Perspective is everything. Have you noticed that to be true in your life? After years of marriage counseling I want to challenge you to examine the perspective that you bring to your relationship.
Don’t assume that a difficult time will be permanently difficult, that it will become your future.
When we are parents and we find ourselves knee deep in a challenging child rearing moment, we are tempted to believe that our child will never grow up. Surprise! They do. The crazy part is that when the empty nest hits we often look back with nostalgia on that challenging time.

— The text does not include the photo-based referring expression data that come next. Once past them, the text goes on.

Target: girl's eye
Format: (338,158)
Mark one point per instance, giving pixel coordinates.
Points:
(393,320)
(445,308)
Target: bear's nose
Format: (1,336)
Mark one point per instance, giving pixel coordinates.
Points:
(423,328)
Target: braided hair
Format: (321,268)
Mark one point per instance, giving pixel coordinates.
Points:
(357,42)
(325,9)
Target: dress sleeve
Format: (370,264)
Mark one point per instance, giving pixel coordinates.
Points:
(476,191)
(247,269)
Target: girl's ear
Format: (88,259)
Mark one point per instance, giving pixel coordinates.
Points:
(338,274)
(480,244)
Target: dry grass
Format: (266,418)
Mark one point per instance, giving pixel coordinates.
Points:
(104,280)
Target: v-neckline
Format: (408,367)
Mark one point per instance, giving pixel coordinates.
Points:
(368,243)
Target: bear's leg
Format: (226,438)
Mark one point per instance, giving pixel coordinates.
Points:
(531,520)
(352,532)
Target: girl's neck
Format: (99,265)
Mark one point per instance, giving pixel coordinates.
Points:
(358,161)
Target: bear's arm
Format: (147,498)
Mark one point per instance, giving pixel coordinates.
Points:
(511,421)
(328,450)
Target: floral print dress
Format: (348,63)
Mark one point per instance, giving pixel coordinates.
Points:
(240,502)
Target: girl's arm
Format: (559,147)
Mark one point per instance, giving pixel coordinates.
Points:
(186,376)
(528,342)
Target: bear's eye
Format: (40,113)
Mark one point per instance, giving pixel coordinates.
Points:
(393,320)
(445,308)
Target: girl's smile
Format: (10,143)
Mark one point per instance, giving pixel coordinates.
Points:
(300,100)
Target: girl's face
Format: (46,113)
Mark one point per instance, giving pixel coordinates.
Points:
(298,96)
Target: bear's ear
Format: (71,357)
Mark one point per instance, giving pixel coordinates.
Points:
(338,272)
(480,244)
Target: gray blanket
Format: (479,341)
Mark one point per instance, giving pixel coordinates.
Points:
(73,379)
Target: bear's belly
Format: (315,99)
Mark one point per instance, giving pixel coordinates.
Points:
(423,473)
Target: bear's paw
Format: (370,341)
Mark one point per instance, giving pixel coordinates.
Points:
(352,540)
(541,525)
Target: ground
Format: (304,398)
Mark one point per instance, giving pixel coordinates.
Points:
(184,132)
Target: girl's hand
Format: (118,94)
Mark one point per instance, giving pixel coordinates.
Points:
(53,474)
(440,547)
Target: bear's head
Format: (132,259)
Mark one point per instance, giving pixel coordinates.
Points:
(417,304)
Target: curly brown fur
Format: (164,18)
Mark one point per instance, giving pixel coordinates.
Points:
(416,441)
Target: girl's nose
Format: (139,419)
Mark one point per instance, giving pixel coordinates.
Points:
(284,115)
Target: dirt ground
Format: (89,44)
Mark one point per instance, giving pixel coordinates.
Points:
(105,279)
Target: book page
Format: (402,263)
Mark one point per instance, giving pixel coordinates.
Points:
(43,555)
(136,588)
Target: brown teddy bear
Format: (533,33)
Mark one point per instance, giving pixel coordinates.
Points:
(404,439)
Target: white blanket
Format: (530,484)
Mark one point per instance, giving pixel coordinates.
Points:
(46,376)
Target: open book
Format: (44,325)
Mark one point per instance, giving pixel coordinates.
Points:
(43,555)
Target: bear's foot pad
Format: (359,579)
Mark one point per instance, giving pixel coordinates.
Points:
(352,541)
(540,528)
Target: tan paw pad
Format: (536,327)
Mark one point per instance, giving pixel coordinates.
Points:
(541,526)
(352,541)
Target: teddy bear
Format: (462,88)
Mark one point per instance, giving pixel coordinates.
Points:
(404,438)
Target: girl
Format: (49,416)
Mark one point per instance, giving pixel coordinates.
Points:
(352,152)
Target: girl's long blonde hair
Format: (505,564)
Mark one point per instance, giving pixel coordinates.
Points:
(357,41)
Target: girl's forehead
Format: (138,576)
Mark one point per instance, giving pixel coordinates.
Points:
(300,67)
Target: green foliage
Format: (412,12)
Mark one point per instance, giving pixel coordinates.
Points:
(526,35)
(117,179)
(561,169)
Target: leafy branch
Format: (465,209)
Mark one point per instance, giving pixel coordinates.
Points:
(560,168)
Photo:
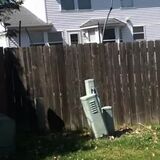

When you hit a challenging moment in your marriage, what do you assume? If you believe that whatever irritating trait your spouse is exhibiting at the moment will be a permanent trait you have been blinded by negative forecasting. You have been seduced by “all” or “nothing” thinking that assumes your mate will never change or ever exhibit a positive characteristic again. You have completely lost your perspective!
Don’t build on a fault!
Years ago, Dave and I met a beautiful lady at 24 Hour Fitness. Her husband had suffered a stroke and every morning she was with him at the gym helping him walk on the treadmill. She was joyful and he was deeply loved. We found out that they had been married 64 years. We asked her, “What was the secret of her long term marriage?” Her reply was profound. “It’s easy, it is like living in California, if you find a fault, don’t build on it.”
Love always provides an opportunity for a new perspective.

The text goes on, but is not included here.